An intelligent flight control system (IFCS) is a next-generation flight control system designed to provide increased safety for the crew and passengers of aircraft as well as to optimize the aircraft performance under normal conditions. The main benefit of this system is that it will allow a pilot to control an aircraft even under failure conditions that would normally cause it to crash. The IFCS is being developed under the direction of NASA's Dryden Flight Research Center with the collaboration of the NASA's Ames Research Center, Boeing Phantom Works, the Institute for Scientific Research at West Virginia University, and the Georgia Institute of Technology.

== Objectives of IFCS ==
The main purpose of the IFCS project is to create a system for use in civilian and military aircraft that is both adaptive and fault tolerant. This is accomplished through the use of upgrades to the flight control software that incorporate self-learning neural network technology. The goals of the IFCS neural network project are.
1. To develop a flight control system that can identify aircraft characteristics through the use of neural network technology in order to optimize aircraft performance.
2. To develop a neural network that can train itself to analyze the flight properties of the aircraft.
3. To be able to demonstrate the aforementioned properties on a modified F-15 ACTIVE aircraft during flight, which is the testbed for the IFCS project.

== Theory of operation ==
The neural network of the IFCS learns flight characteristics in real time through the aircraft’s sensors and from error corrections from the primary flight computer, and then uses this information to create different flight characteristic models for the aircraft. The neural network only learns when the aircraft is in a stable flight condition, and will discard any characteristics that would cause the aircraft to go into a failure condition. If the aircraft's condition changes from stable to failure, for example, if one of the control surfaces becomes damaged and unresponsive, the IFCS can detect this fault and switch the flight characteristic model for the aircraft. The neural network then works to drive the error between the reference model and the actual aircraft state to zero.

== Project history ==

=== Generation 1 ===
Generation 1 IFCS flight tests were conducted in 2003 to test the outputs of the neural network. In this phase, the neural network was pre-trained using flight characteristics obtained for the McDonnell Douglas F-15 STOL/MTD in a wind tunnel test and did not actually provide any control adjustments in flight. The outputs of the neural network were run directly to instrumentation for data collection purposes only.

=== Generation 2 ===
Generation 2 IFCS tests were conducted in 2005 and used a fully integrated neural network as described in the theory of operation. It is a direct adaptive system that continuously provides error corrections and then measures the effects of these corrections in order to learn new flight models or adjust existing ones. To measure the aircraft state, the neural network takes 31 inputs from the roll, pitch, and yaw axes and the control surfaces. If there is a difference between the aircraft state and model, the neural network adjusts the outputs of the primary flight computer through a dynamic inversion controller to bring the difference to zero before they are sent to the actuator control electronics which move the control surfaces.

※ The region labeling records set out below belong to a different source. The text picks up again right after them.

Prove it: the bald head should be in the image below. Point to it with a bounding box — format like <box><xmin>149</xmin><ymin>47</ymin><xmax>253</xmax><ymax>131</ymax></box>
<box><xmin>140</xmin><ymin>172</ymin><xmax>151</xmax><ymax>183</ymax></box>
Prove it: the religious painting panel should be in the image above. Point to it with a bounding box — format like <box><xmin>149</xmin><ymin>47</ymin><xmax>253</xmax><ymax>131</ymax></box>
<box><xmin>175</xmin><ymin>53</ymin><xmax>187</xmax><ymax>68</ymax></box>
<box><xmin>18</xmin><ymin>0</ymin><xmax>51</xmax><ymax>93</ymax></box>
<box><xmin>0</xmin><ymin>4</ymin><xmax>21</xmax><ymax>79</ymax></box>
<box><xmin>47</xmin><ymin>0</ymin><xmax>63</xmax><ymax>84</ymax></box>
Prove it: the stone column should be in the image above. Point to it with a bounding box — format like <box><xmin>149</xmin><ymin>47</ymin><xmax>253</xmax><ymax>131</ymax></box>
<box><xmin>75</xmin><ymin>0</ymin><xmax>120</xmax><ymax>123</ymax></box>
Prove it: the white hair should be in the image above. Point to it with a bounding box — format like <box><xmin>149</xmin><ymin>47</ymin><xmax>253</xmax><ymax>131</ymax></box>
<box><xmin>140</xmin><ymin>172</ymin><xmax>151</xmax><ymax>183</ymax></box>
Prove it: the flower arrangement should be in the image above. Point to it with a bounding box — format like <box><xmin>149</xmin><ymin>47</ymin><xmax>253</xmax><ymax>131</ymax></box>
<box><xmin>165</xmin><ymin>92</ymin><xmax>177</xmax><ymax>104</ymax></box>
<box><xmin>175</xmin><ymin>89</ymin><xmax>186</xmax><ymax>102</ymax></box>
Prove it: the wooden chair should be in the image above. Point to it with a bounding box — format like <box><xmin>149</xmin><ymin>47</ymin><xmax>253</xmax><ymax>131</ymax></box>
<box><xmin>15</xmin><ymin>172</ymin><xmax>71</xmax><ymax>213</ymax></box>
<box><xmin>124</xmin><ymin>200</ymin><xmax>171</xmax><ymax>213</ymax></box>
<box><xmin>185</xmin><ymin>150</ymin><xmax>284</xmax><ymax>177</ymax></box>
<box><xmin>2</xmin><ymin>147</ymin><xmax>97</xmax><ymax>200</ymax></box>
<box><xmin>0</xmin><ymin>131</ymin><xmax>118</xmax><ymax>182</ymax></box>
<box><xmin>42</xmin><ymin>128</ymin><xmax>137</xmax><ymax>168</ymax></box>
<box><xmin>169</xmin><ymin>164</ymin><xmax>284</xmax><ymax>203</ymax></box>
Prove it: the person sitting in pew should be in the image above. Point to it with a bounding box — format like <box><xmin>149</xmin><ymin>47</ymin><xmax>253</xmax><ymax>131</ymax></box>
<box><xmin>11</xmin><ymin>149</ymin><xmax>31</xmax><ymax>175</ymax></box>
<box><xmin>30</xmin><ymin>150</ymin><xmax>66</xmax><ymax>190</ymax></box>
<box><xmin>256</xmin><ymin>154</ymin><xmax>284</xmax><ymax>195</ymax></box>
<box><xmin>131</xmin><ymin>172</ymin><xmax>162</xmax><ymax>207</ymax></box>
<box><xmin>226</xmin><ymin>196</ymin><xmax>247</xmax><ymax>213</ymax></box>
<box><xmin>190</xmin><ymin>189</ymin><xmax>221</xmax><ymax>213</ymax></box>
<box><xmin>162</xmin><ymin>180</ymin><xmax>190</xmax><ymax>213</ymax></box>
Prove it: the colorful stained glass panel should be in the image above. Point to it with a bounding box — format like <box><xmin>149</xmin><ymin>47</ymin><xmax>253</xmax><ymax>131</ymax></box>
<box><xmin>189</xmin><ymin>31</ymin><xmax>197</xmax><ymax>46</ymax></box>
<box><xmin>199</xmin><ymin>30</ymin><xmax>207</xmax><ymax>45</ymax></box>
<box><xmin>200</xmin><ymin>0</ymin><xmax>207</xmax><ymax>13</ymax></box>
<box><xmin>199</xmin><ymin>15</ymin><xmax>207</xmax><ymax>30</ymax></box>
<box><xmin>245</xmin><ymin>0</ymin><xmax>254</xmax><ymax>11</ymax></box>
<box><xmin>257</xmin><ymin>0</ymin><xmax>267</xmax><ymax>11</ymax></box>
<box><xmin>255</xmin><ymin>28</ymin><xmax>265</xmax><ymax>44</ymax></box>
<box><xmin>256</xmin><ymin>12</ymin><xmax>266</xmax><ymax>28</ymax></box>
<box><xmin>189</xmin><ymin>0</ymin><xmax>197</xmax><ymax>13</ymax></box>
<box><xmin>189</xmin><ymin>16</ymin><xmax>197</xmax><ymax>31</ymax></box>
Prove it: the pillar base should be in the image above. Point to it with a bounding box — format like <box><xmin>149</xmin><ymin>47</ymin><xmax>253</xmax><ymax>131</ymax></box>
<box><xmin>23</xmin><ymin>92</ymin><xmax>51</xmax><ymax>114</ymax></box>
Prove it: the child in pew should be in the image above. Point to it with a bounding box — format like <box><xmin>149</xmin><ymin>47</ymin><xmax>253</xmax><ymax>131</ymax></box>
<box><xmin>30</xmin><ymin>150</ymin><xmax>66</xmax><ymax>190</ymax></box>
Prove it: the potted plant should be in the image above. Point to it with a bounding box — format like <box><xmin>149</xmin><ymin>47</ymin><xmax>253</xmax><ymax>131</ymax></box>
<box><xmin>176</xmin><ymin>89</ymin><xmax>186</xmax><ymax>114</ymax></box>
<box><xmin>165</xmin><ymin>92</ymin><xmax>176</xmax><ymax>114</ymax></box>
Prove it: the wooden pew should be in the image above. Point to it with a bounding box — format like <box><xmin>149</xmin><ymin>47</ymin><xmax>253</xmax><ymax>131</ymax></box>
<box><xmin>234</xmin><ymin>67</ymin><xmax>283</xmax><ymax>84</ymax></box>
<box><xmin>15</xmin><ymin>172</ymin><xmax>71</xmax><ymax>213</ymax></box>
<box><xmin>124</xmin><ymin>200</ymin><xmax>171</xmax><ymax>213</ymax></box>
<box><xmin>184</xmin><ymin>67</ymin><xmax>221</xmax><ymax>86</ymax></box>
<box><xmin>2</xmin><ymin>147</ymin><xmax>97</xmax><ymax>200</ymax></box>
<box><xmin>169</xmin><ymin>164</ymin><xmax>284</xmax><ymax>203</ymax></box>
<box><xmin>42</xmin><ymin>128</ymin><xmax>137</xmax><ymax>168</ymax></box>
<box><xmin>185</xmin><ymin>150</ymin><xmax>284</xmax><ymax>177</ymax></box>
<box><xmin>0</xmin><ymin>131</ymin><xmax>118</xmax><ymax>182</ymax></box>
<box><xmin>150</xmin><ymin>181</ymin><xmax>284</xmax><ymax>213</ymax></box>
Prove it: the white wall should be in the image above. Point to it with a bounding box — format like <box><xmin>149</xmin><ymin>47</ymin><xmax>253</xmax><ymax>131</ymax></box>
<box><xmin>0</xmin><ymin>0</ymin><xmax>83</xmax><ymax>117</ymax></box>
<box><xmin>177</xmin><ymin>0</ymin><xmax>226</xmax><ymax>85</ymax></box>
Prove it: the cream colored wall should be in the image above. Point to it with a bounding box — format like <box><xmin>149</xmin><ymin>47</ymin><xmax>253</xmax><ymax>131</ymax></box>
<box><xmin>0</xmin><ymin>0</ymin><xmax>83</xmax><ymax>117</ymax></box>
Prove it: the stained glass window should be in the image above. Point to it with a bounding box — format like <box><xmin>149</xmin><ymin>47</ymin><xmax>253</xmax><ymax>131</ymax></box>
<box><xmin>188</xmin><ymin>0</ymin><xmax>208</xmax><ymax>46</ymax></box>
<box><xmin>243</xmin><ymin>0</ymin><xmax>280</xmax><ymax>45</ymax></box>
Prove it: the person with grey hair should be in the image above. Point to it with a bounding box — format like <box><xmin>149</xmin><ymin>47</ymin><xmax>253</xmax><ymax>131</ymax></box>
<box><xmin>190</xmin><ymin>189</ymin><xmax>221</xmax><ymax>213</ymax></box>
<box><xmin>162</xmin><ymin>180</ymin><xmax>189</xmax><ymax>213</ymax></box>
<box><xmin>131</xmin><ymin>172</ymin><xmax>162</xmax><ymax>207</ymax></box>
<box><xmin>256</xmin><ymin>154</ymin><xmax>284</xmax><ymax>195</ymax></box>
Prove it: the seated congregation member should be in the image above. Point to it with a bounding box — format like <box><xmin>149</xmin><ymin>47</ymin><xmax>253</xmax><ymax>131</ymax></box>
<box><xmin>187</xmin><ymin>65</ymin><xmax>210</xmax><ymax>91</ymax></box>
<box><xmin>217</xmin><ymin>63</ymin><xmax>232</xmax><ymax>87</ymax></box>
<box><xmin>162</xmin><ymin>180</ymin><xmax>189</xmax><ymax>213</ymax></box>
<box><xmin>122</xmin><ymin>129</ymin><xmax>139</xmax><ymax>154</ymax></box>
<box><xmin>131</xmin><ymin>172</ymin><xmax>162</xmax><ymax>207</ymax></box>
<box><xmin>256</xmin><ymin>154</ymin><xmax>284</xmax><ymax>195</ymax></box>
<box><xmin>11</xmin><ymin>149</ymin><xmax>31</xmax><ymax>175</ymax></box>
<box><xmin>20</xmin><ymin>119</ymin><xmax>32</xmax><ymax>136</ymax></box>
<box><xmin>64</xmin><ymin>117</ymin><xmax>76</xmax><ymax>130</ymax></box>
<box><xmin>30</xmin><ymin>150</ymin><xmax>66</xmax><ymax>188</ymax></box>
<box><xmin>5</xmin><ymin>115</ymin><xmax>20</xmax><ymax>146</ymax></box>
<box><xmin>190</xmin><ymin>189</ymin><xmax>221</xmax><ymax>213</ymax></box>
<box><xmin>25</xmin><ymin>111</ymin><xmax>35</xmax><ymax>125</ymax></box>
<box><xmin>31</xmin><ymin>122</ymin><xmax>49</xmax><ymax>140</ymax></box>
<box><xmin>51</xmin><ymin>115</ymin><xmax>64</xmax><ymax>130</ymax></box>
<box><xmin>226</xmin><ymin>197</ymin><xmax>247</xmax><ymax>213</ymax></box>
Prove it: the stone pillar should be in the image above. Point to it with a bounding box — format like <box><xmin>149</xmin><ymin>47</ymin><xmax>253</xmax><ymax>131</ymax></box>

== Intelligent autopilot system ==
A different research and development project with the goal of designing an intelligent flight control system is being carried out at University College London. Their prototype is known as the intelligent autopilot system which has artificial neural networks capable of learning from human teachers by imitation. The system is capable of handling severe weather conditions and flight emergencies such as engine failure or fire, emergency landing, and performing rejected take off (RTO) in a flight simulator.